River of Grass (Kelly Reichardt, 1994). Even in this early, noticeably unpolished effort, Kelly Reichardt distinguishes herself as an uncommonly insightful and clever filmmaker. Among other strengths, River of Grass takes full advantage of the heat-haze misery of its Florida setting. Cozy (Lisa Donaldson) is a quietly miserable housewife and mom. Fleeing her home, Cozy connects with a sketchy layabout (Larry Fessenden) who just so happens to have gotten his hands on a stray handgun. After an incident in a backyard they wander into convinces them they’ve accidentally murdered a man, the pair goes on the run, albeit it in a version of a getaway that doesn’t travel very far as they have difficulty securing the funds necessary to gas up a tank. The film is loose and funny. It plays a little like one of the Coen brothers’ low-level crime films populated by characters who are so far out of society that they can’t even reach the fringe. The sensibility is less cynical and more amused, meaning Reichardt’s signature tone was there from the jump.

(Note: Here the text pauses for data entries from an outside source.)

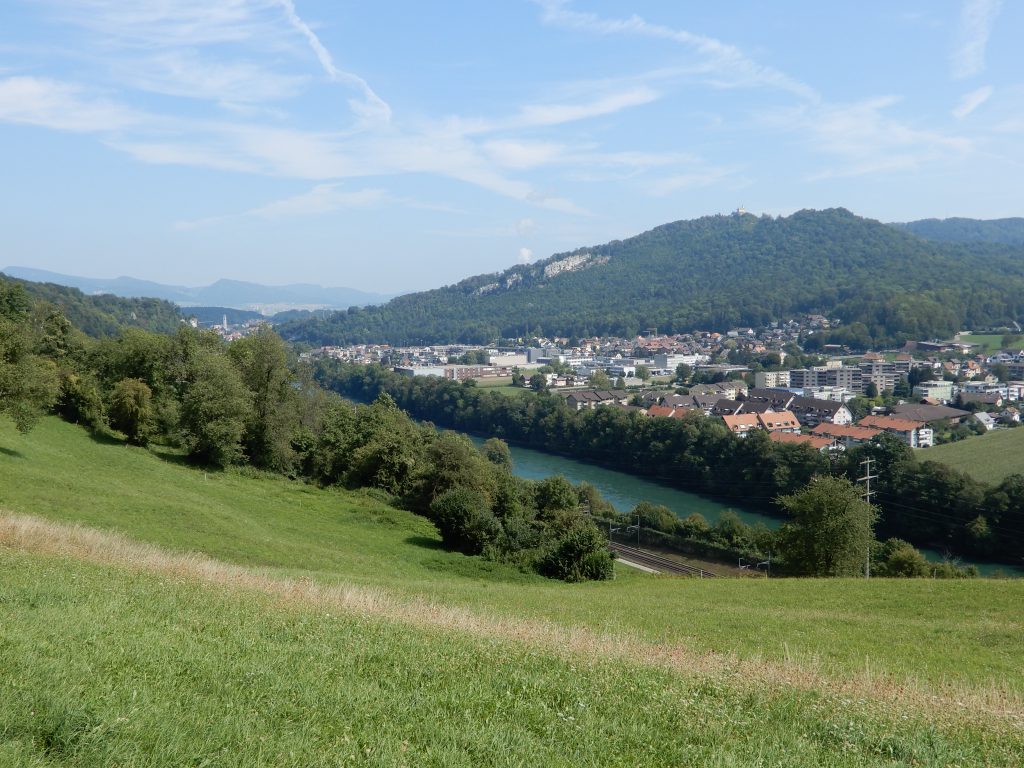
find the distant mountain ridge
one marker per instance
(103, 315)
(225, 293)
(714, 272)
(1007, 231)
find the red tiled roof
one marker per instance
(812, 440)
(778, 420)
(839, 430)
(740, 422)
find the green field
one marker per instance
(988, 458)
(331, 629)
(988, 342)
(503, 386)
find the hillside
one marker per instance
(988, 458)
(312, 625)
(224, 293)
(105, 314)
(1007, 231)
(714, 272)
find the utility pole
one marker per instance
(866, 479)
(629, 529)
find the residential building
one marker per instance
(812, 412)
(741, 424)
(780, 421)
(941, 391)
(847, 434)
(927, 414)
(913, 433)
(763, 379)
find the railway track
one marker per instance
(658, 563)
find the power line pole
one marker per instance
(866, 479)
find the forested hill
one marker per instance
(1007, 231)
(714, 272)
(103, 315)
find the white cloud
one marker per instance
(865, 139)
(720, 64)
(977, 17)
(165, 43)
(186, 74)
(321, 200)
(546, 115)
(972, 101)
(525, 226)
(693, 180)
(373, 108)
(522, 155)
(50, 103)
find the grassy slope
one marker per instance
(988, 343)
(962, 632)
(988, 458)
(120, 665)
(120, 668)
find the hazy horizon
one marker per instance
(285, 141)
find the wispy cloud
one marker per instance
(977, 17)
(865, 139)
(186, 74)
(692, 180)
(372, 107)
(719, 64)
(973, 100)
(65, 107)
(248, 57)
(321, 200)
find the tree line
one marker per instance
(919, 501)
(886, 286)
(250, 403)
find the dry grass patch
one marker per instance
(953, 705)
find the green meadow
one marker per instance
(158, 614)
(988, 458)
(988, 342)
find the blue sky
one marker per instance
(394, 146)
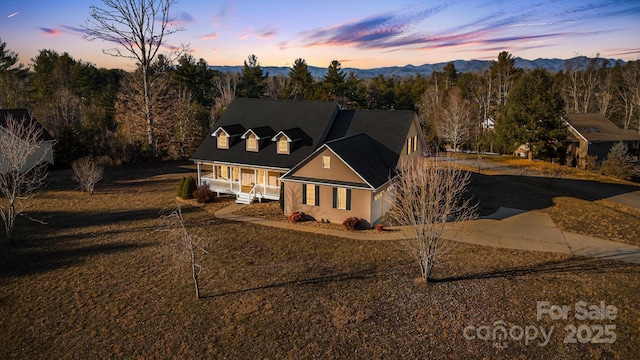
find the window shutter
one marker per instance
(335, 198)
(304, 193)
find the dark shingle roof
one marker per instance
(388, 127)
(597, 128)
(22, 115)
(313, 118)
(371, 159)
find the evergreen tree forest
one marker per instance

Springsteen: Deliver Me from Nowhere (Scott Cooper, 2025). Writer-director Scott Cooper attempts a biopic of Bruce Springsteen using the conception and recording of the stellar 1982 album Nebraska as the core of the story. The material in the film that is strictly about the album is reasonably solid. Everything else is a leaden bore. Jeremy Allen White give a generally strong performance as Springsteen, mostly because he steers away from impression and toward emotional authenticity. Cooper just gives White so little story based in authenticity to tether the performance to. Springsteen engages in give-and-take with his manager, Jon Landau (Jeremy Strong in an overly fussy performance), over the defiantly uncommercial new music and flirts his way into a sorta-relationship with a waitress (Odessa Young). The waitress character is a composite of several women in Springsteen’s life and consequently comes across as a empty figure with no personality in particular. Springsteen: Deliver Me from Nowhere is earnest and completely committed to the myth of the man it depicts. Unlike him, it’s also dull and empty.